Dog Menstruation Symptoms
The estrous cycle is the time when female dogs are in heat, and have a high possibility of getting pregnant if they have mated. The estrous cycle is the fertile two or three days of the period of heat in the female dog, and the owner must learn to recognize this brief period if he is serious about the dogs’ breeding. During the first part of the estrous cycle there will be a noticeable increase in the dogs’ urination, and the vulva will swell up. In smaller dogs this is less noticeable and requires greater attention and perception from the owner. A second symptom is a continuous discharge of blood from the vagina. It is a common and natural occurrence for a dog when it is in heat and nothing to be alarmed about. Even if you miss these 2 symptoms, the third one will be right on target. All male dogs in the vicinity will pick up the scent given off by the dog in heat, and they will then try to remain as close as possible. If you don’t want her to get pregnant don’t let her out of the house or out of your sight, as she may mate with a stray dog which would increase her risk of suffering from infections.
The duration of the heat cycle is around 90 days, and the dog goes through the cycle once approximately every seven months. Her progesterone levels will indicate if she is pregnant, so you can keep a check. Heat symptoms of the female dog should be monitored regularly, besides proper health and correct training are necessary for your dogs’ welfare. While there are many genuine healthy dog products in the market, there are also a lot of products that could pose a threat to your dog, so make sure you do your research before making a choice.

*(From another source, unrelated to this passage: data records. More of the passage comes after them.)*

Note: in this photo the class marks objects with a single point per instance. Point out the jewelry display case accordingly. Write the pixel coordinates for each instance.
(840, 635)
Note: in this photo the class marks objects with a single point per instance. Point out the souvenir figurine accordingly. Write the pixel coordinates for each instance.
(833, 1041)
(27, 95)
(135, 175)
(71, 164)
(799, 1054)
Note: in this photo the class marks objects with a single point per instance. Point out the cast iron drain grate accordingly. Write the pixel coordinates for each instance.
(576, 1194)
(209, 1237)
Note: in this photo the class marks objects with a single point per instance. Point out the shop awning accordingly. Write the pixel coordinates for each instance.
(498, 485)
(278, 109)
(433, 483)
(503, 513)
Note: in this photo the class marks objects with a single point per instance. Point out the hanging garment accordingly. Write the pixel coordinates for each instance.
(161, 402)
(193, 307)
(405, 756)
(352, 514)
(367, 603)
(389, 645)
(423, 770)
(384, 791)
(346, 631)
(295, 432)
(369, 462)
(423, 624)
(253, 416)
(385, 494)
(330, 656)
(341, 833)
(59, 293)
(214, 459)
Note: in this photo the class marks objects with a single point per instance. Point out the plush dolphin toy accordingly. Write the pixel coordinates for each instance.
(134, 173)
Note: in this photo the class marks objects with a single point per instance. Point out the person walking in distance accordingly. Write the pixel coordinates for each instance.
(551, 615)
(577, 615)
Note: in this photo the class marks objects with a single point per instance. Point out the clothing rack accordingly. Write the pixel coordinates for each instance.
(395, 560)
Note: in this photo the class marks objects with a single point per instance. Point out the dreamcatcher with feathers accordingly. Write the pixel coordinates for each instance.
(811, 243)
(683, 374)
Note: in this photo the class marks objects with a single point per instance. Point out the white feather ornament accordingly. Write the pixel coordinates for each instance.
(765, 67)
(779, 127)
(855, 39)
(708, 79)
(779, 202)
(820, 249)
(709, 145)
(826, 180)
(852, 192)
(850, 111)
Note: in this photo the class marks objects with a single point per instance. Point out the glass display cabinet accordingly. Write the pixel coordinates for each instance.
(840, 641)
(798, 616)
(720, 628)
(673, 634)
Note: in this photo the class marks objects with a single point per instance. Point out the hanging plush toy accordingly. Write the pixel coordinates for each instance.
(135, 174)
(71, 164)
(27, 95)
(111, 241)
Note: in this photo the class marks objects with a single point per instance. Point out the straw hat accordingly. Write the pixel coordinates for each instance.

If your dog has not been spayed and has been allowed outdoors there is even the possibility that she may have mated and be pregnant without you even knowing it. When she is ready to deliver, she may display late pregnancy symptoms that are similar to the symptoms of dog menstruation. In case the dog has puppies, stay calm as it is vital that you do not distress her about their safety. You must ensure that your dog accepts your presence around, and close to the litter. Let your dog know that you are there to help and protect her during this time. If the dog begins to behave aggressively, you must study her behavior and try to understand the cause for this change.